Friday, November 18, 2005

Biotech Patent Absurdity

IP-maximalists often cite the pharmaceutical industry as their solid example of why strong patent monopolies should be granted by governments. Because new drugs and treatments require huge investments to discover, so the argument goes, there would be no incentive to do this work unless the investors were guaranteed monopoly status. And if the work isn't done, we all get sick and die.

There are a large number of problems with this argument, which we will continue to address in future posts. For today, however, we want to point you to this gem of a patent dispute over a method "to use recombinant DNA to synthesize large batches of antibodies."

The two parties in the case, Genentech and Celltech, both invented the method in 1983 and both filed for patents. Now, ignore for a moment that the independent invention defense would be very useful in this case, and that the presence of two simultaneous inventors of the same technology should have made the patent office realize that the 'invention' was obvious, and thus shouldn't have been granted. Nevertheless, the two sides battled in court for a few years before reaching a settlement that awarded Genentech the patent but gave Celltech royalties. Then, in 2001, the patent office issued Genentech a new patent, covering the same technology as the first patent. The second patent doesn't expire until 2018, and now Celltech, as well as the rest of the industry, is up against an extended monopoly.

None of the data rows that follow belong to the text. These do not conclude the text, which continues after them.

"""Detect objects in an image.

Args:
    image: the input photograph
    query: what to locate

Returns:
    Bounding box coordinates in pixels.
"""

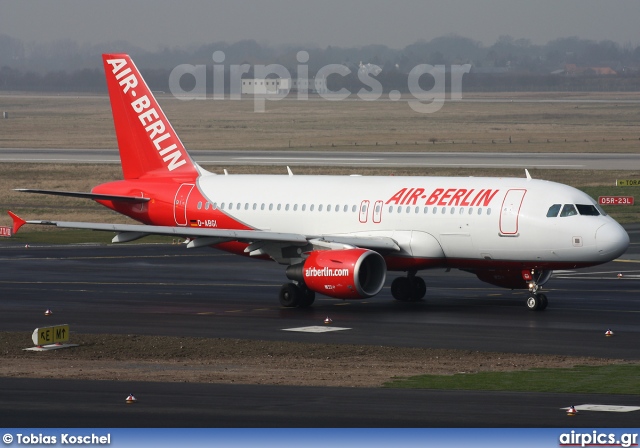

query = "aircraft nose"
[596,223,629,260]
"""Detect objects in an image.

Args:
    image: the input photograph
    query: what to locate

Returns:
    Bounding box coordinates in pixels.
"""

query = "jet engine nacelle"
[287,249,387,299]
[474,269,553,289]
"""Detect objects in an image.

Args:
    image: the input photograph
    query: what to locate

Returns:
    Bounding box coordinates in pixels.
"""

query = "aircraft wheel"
[279,283,302,308]
[537,293,549,311]
[409,277,427,302]
[298,287,316,308]
[391,277,411,302]
[527,294,541,311]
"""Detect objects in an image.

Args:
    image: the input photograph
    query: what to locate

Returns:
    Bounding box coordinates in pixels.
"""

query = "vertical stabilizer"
[102,54,198,179]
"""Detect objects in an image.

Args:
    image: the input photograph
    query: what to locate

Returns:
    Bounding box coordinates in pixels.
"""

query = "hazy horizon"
[0,0,640,51]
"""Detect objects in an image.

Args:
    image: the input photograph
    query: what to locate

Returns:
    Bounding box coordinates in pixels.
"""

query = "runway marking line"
[282,325,351,333]
[560,404,640,412]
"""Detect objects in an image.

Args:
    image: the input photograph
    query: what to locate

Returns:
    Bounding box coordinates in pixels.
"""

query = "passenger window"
[560,204,578,218]
[547,204,561,218]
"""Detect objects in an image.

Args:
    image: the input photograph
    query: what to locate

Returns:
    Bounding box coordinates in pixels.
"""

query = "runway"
[0,228,640,427]
[0,148,640,170]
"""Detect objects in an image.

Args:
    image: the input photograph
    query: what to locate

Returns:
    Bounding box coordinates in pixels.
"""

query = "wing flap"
[9,212,400,252]
[14,188,150,204]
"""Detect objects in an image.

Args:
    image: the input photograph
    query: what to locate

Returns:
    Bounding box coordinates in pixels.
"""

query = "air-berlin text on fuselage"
[107,59,187,171]
[385,188,500,207]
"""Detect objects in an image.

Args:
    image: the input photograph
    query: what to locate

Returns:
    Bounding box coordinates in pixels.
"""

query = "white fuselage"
[187,175,628,267]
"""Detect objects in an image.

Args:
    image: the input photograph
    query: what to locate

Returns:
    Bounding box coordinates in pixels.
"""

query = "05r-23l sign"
[598,196,634,205]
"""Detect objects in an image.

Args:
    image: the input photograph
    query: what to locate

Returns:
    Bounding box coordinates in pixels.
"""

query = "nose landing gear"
[522,269,553,311]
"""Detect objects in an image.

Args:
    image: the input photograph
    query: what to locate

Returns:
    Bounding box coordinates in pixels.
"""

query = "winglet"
[7,210,27,235]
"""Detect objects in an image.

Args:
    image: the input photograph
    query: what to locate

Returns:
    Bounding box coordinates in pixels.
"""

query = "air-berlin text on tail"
[385,188,500,207]
[107,59,187,171]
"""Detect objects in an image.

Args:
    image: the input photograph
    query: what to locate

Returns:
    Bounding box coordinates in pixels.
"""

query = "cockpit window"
[547,204,562,218]
[576,204,600,216]
[560,204,578,218]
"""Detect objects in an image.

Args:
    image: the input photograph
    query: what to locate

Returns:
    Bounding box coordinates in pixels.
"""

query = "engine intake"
[287,249,387,299]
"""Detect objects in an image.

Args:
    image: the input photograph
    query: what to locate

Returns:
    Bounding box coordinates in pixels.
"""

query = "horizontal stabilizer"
[14,188,149,204]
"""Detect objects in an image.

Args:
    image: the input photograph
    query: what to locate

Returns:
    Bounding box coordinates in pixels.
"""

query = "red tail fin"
[7,210,27,235]
[102,54,198,179]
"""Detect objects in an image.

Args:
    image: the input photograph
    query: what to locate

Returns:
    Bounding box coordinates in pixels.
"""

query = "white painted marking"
[282,325,351,333]
[234,157,384,162]
[560,404,640,412]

How is it that the patent office has given a dubious invention from 1983 monopoly protection until 2018? How is it that two distinct entities could have come up with this invention at the same time, and yet the invention was non-obvious? Some comments from the article:
"It does sound a little bit fishy to go through all your litigation and settle on the patent right before case is heard. The reason they got away with it was a quirk." -- William Heinze, patent attorney

"Essentially Genentech⁄Cabilly was awarded two very broad patents that the Patent and Trademark Office now considers may be obvious over each other. It is also unusual given the broad claims of the patent that on their face cover antibody manufacture in different host cells." -- Robin L. Teskin, IT attorney

"I think everyone that makes antibodies is concerned with the royalty stack and hence look forward to when enabling patents expire." -- Michael Richman, COO of Rockville’s MacroGenics Inc
So, are patents really so vital to the production of new drugs and treatments after all? It seems that a case like this is every bit as damaging to that argument as the many cases against software and business method patents. Just another case of patents hindering science and progress.